6
votes

I tried to install a library but I have got the following error after running make. How to recompile with flag?

make Scanning dependencies of target pwrutils Linking CXX shared library libpwrutils.so /usr/bin/ld: /usr/lib/gcc/x86_64-linux-gnu/4.8/../../../x86_64-linux-gnu/libboost_system.a(error_code.o): relocation R_X86_64_32 against `.rodata.str1.1' can not be used when making a shared object; recompile with -fPIC ,/usr/lib/gcc/x86_64-linux-gnu/4.8/../../../x86_64-linux-gnu/libboost_system.a: error adding symbols: Bad value collect2: error: ld returned 1 exit status make[2]: * [libpwrutils/libpwrutils.so.1.0] Error 1 make[1]: * [libpwrutils/CMakeFiles/pwrutils.dir/all] Error 2 make: *** [all] Error 2

2
Are you using CMake? Do you do like cmake . or similar and then make or you just have a Makefile and you invoke make ? - fedepad
yes I'm using Cmake. I've tried to delete CMakeCache.txt and run cmake again but it didn't help of course. - Kasia
You are tried to link shared library libpwrutils.so against static library libboost_system.a. This doesn't work. You should either install shared Boost library, or build your library (libpwrutils.so) as STATIC. BTW, related question describes similar problem. - Tsyvarev

2 Answers

0
votes

Extend the compiler flags within the major CMakeLists.txt as required.
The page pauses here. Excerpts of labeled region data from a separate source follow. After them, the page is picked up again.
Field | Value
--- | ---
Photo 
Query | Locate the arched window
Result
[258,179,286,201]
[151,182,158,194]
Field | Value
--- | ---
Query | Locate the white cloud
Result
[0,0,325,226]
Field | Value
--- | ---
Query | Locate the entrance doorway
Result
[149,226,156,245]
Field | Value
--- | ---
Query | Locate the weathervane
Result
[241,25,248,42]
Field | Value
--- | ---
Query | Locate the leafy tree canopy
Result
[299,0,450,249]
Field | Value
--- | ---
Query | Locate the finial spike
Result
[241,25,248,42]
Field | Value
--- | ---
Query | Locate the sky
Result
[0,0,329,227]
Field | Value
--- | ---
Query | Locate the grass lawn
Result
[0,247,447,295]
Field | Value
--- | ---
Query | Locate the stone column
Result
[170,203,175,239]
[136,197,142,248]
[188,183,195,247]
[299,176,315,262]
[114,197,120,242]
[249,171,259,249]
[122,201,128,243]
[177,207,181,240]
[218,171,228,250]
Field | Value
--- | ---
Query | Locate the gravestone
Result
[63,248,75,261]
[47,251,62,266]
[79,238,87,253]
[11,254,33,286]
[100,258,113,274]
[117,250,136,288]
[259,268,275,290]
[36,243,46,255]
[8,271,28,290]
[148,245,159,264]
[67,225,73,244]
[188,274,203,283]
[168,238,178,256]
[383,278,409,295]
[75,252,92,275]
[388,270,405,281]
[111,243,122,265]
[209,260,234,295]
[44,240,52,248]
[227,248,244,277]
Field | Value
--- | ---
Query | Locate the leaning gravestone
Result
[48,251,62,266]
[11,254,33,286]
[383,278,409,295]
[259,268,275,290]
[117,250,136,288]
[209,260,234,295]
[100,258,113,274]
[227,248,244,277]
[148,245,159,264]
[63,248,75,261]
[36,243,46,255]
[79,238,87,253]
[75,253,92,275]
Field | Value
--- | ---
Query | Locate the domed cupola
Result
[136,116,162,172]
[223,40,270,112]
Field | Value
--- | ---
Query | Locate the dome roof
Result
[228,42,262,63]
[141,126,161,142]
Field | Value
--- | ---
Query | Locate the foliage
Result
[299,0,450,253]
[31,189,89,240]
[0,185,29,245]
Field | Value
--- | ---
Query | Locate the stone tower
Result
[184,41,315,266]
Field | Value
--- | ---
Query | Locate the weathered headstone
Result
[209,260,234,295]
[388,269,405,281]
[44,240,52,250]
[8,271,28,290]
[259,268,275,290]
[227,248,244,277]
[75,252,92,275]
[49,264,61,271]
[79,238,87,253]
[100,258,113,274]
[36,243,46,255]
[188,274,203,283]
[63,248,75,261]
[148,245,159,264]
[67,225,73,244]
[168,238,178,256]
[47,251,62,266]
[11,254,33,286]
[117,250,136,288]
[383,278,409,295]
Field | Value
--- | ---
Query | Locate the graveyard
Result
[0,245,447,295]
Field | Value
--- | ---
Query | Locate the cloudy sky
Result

############################################################
# Compiler and linker flags
set(CMAKE_CXX_FLAGS                " ${CMAKE_CXX_FLAGS_INIT} -std=c++11 -fPIC")
set(CMAKE_CXX_FLAGS_DEBUG          "-g -DDEBUG")
set(CMAKE_CXX_FLAGS_MINSIZEREL     "-Os -DNDEBUG")
set(CMAKE_CXX_FLAGS_RELEASE        "-O4 -DNDEBUG")
set(CMAKE_CXX_FLAGS_RELWITHDEBINFO "-O2 -g -DDEBUG"
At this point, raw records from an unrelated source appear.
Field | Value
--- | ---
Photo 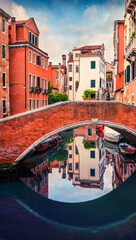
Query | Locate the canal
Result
[0,125,136,240]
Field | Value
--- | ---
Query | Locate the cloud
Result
[0,0,29,20]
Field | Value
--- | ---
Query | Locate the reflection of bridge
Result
[0,101,136,162]
[0,172,136,233]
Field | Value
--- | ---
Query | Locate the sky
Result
[0,0,124,64]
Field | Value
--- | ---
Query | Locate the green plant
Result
[82,89,96,99]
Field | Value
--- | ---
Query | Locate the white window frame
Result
[2,44,6,60]
[42,57,44,69]
[29,50,32,63]
[2,72,6,88]
[33,52,36,65]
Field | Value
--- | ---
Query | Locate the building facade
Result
[9,18,48,115]
[0,8,10,118]
[48,62,59,93]
[68,44,106,100]
[52,55,68,94]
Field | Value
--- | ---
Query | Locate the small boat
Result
[104,127,123,143]
[119,143,136,155]
[34,134,61,152]
[97,125,104,132]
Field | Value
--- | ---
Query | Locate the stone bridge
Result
[0,101,136,163]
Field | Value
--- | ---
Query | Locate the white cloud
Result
[0,0,29,20]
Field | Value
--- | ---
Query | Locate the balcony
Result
[125,0,136,14]
[125,37,136,61]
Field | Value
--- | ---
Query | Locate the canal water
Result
[0,125,136,240]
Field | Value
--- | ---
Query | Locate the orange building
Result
[9,18,48,115]
[114,20,124,101]
[0,8,10,118]
[48,62,59,93]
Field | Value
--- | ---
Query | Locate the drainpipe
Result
[25,46,26,109]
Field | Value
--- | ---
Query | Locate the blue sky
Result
[0,0,124,64]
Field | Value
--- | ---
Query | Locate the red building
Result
[0,8,10,118]
[114,20,124,101]
[9,18,48,115]
[48,62,59,93]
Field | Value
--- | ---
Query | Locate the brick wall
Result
[0,101,136,162]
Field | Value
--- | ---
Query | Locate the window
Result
[33,53,36,65]
[88,128,92,136]
[29,51,32,63]
[90,150,95,158]
[37,55,41,66]
[91,80,95,88]
[3,100,7,113]
[76,65,79,72]
[37,99,39,108]
[90,169,95,177]
[33,75,35,88]
[76,81,79,92]
[2,73,6,87]
[45,59,48,70]
[37,76,40,88]
[2,19,5,33]
[33,99,35,109]
[42,78,44,90]
[28,32,32,42]
[29,74,32,91]
[55,76,59,84]
[75,146,79,155]
[2,45,6,59]
[32,34,34,45]
[42,58,44,68]
[69,65,72,72]
[91,61,96,69]
[75,163,79,170]
[29,99,32,111]
[35,36,37,47]
[69,163,72,170]
[45,78,48,90]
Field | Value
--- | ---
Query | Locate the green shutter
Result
[127,65,130,82]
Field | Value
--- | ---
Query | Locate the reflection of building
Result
[114,154,136,188]
[20,155,48,197]
[0,8,10,118]
[68,126,105,188]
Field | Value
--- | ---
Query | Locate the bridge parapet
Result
[0,101,136,162]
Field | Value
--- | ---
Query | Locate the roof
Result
[0,8,11,19]
[11,18,39,34]
[68,53,73,62]
[80,52,100,56]
[73,45,102,51]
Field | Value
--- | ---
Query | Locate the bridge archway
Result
[0,101,136,163]
[13,120,135,165]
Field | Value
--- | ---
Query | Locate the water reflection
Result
[20,125,136,202]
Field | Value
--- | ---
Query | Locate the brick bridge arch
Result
[0,101,136,163]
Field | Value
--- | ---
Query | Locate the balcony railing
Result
[125,37,136,60]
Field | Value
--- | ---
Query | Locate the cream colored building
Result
[68,44,106,100]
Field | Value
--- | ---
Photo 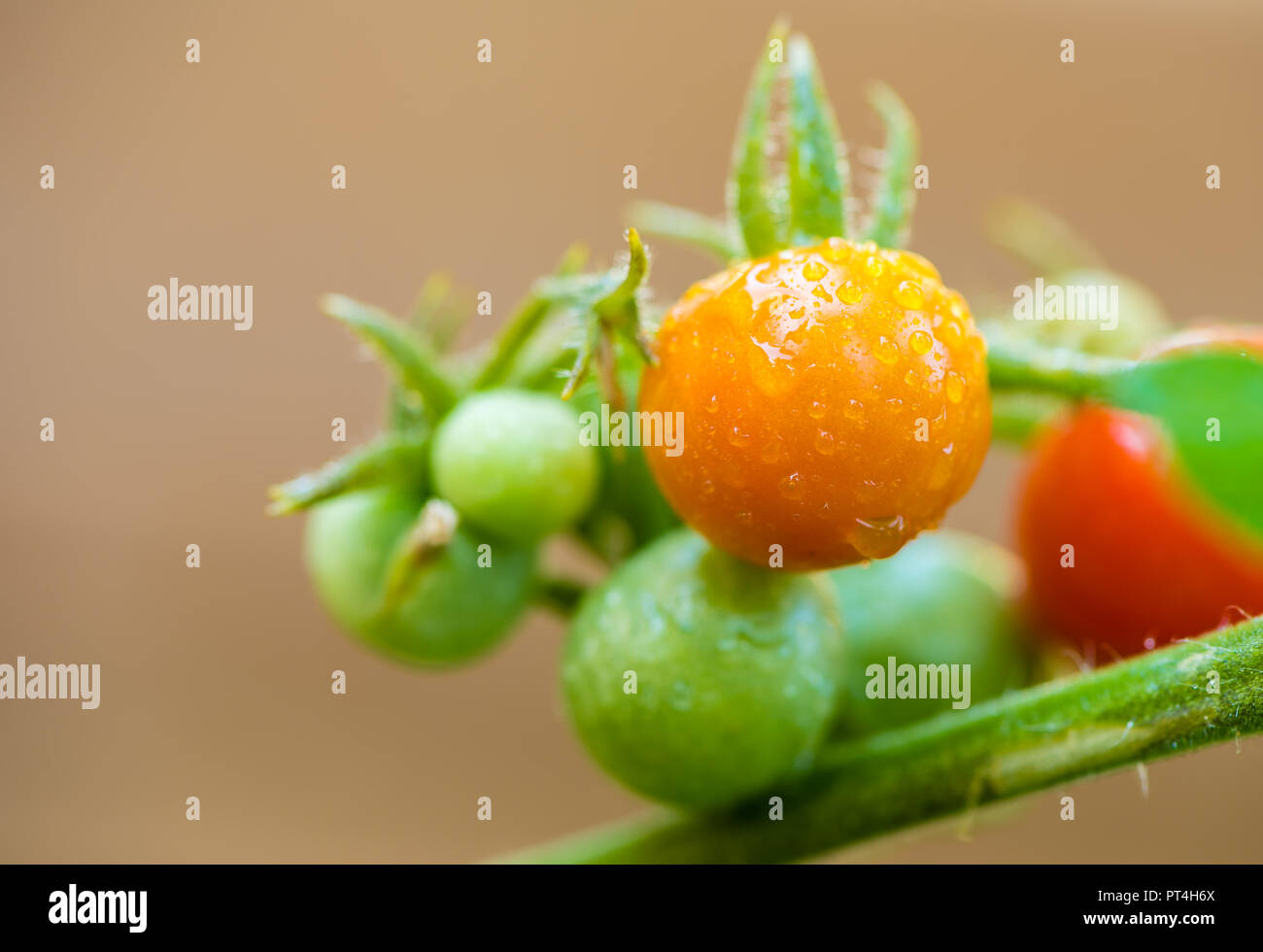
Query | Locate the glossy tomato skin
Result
[430,389,600,545]
[1018,407,1263,663]
[563,529,845,809]
[640,239,990,569]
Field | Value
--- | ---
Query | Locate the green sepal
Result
[268,433,429,515]
[866,84,918,249]
[1106,350,1263,544]
[561,228,656,403]
[319,294,458,422]
[728,21,788,257]
[786,35,846,245]
[632,202,742,264]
Delete the cache again. Run cmake and check with ccmake or cmake-gui whether CMAKE_BUILD_TYPE is not empty but one of Debug, Release, etc.

0
votes

In case if someone runs into this, and adding the fPIC flag to your project doesn't help:

I had the same problem, and my library had the -fPIC flag set up correctly within my CMakeLists, and I could verify it when looking at the compilation logs, for example, I saw: /usr/bin/c++ -fPIC ... etc.

Then I realized I link against couple other libraries, so I had to recompile both of them with the -fPIC, and that's where the problem was.